Próbki i czas na prezentację

MIT 6# Projekty to pasja architekta, będę mogła porozmawiać o nich nawet po godzinach jego/jej pracy

Tak, wiemy, że każdy przyszły właściciel mieszkania żyje swoim remontem, szczególnie wtedy, kiedy buszuje po sklepie internetowym o 23:00 ;) Jednak każdy z nas poza pracą ma też swoje obowiązki rodzinne i prywatne zobowiązania. My również je mamy. Szanujemy Wasz czas pracy i prosimy o uszanowanie naszego. Mimo, że "praca to nasza pasja" to po pracy również wracamy do swoich domów i rodzin.
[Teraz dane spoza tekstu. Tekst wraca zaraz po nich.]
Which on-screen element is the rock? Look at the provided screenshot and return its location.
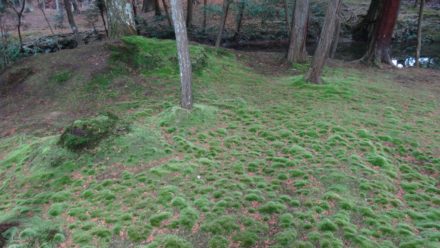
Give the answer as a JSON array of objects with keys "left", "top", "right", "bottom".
[{"left": 58, "top": 113, "right": 128, "bottom": 151}]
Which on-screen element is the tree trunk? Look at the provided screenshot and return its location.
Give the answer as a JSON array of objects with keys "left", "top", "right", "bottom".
[
  {"left": 306, "top": 0, "right": 341, "bottom": 83},
  {"left": 162, "top": 0, "right": 173, "bottom": 27},
  {"left": 215, "top": 0, "right": 231, "bottom": 48},
  {"left": 287, "top": 0, "right": 309, "bottom": 63},
  {"left": 71, "top": 0, "right": 81, "bottom": 14},
  {"left": 352, "top": 0, "right": 383, "bottom": 42},
  {"left": 24, "top": 0, "right": 34, "bottom": 13},
  {"left": 38, "top": 0, "right": 55, "bottom": 34},
  {"left": 154, "top": 0, "right": 162, "bottom": 16},
  {"left": 186, "top": 0, "right": 194, "bottom": 29},
  {"left": 362, "top": 0, "right": 400, "bottom": 66},
  {"left": 105, "top": 0, "right": 136, "bottom": 38},
  {"left": 330, "top": 4, "right": 342, "bottom": 58},
  {"left": 283, "top": 0, "right": 291, "bottom": 36},
  {"left": 96, "top": 0, "right": 108, "bottom": 37},
  {"left": 234, "top": 0, "right": 246, "bottom": 41},
  {"left": 203, "top": 0, "right": 208, "bottom": 33},
  {"left": 64, "top": 0, "right": 79, "bottom": 39},
  {"left": 171, "top": 0, "right": 193, "bottom": 110},
  {"left": 416, "top": 0, "right": 425, "bottom": 68}
]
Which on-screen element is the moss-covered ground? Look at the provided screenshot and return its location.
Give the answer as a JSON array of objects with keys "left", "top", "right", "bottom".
[{"left": 0, "top": 38, "right": 440, "bottom": 248}]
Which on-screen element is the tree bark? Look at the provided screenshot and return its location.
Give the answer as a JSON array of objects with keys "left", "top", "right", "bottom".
[
  {"left": 203, "top": 0, "right": 208, "bottom": 33},
  {"left": 215, "top": 0, "right": 231, "bottom": 48},
  {"left": 38, "top": 0, "right": 55, "bottom": 34},
  {"left": 416, "top": 0, "right": 425, "bottom": 68},
  {"left": 287, "top": 0, "right": 309, "bottom": 63},
  {"left": 330, "top": 4, "right": 342, "bottom": 58},
  {"left": 234, "top": 0, "right": 246, "bottom": 41},
  {"left": 142, "top": 0, "right": 162, "bottom": 16},
  {"left": 362, "top": 0, "right": 400, "bottom": 66},
  {"left": 162, "top": 0, "right": 173, "bottom": 27},
  {"left": 171, "top": 0, "right": 193, "bottom": 110},
  {"left": 283, "top": 0, "right": 291, "bottom": 36},
  {"left": 352, "top": 0, "right": 383, "bottom": 42},
  {"left": 306, "top": 0, "right": 341, "bottom": 83},
  {"left": 105, "top": 0, "right": 136, "bottom": 38},
  {"left": 64, "top": 0, "right": 79, "bottom": 39},
  {"left": 186, "top": 0, "right": 194, "bottom": 29}
]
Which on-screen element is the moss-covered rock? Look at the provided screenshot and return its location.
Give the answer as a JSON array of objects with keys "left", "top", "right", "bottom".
[{"left": 58, "top": 113, "right": 128, "bottom": 151}]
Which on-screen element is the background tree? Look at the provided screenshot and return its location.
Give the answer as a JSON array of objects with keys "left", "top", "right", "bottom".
[
  {"left": 416, "top": 0, "right": 425, "bottom": 67},
  {"left": 215, "top": 0, "right": 232, "bottom": 48},
  {"left": 287, "top": 0, "right": 309, "bottom": 63},
  {"left": 64, "top": 0, "right": 79, "bottom": 42},
  {"left": 8, "top": 0, "right": 26, "bottom": 52},
  {"left": 362, "top": 0, "right": 400, "bottom": 66},
  {"left": 306, "top": 0, "right": 341, "bottom": 83},
  {"left": 105, "top": 0, "right": 136, "bottom": 37},
  {"left": 186, "top": 0, "right": 194, "bottom": 29},
  {"left": 171, "top": 0, "right": 193, "bottom": 110}
]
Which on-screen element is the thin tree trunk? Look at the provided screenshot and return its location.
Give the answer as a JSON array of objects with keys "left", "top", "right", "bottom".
[
  {"left": 203, "top": 0, "right": 208, "bottom": 33},
  {"left": 162, "top": 0, "right": 173, "bottom": 27},
  {"left": 171, "top": 0, "right": 193, "bottom": 110},
  {"left": 38, "top": 0, "right": 55, "bottom": 34},
  {"left": 234, "top": 0, "right": 246, "bottom": 41},
  {"left": 186, "top": 0, "right": 194, "bottom": 29},
  {"left": 105, "top": 0, "right": 136, "bottom": 38},
  {"left": 284, "top": 0, "right": 291, "bottom": 36},
  {"left": 9, "top": 0, "right": 26, "bottom": 52},
  {"left": 330, "top": 4, "right": 342, "bottom": 58},
  {"left": 131, "top": 0, "right": 141, "bottom": 35},
  {"left": 306, "top": 0, "right": 341, "bottom": 83},
  {"left": 287, "top": 0, "right": 309, "bottom": 63},
  {"left": 352, "top": 0, "right": 383, "bottom": 42},
  {"left": 71, "top": 0, "right": 81, "bottom": 14},
  {"left": 96, "top": 0, "right": 108, "bottom": 37},
  {"left": 361, "top": 0, "right": 400, "bottom": 66},
  {"left": 64, "top": 0, "right": 79, "bottom": 39},
  {"left": 215, "top": 0, "right": 231, "bottom": 48},
  {"left": 154, "top": 0, "right": 162, "bottom": 16},
  {"left": 416, "top": 0, "right": 425, "bottom": 68}
]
Czas na odpoczynek i zresetowanie głowy pełnej pomysłów jest równie ważny, co posiadanie tych pomysłów.

Dlatego zawsze informujemy, w jakich dniach i godzinach można do nas dzwonić. Ewentualne spotkania umawiamy wcześniej. Natomiast zawsze można do nas napisać na czacie w naszej dedykowanej aplikacji, czyli w Menadżerze Projektów. A gdyby był naprawdę jakiś “pożar” na budowie, czyli sprawa niecierpiąca zwłoki - a jest to poza naszymi godzinami pracy - prosimy o wiadomość SMS i wtedy oddzwaniamy, aby pomóc.

 

Mamy nadzieję, że po tych krótkich dygresjach zdaliście sobie sprawę, że nie taki projektant straszny, jak go malują. I że nabraliście ochoty na to, by swoje cztery kąty urządzać we współpracy z profesjonalistą.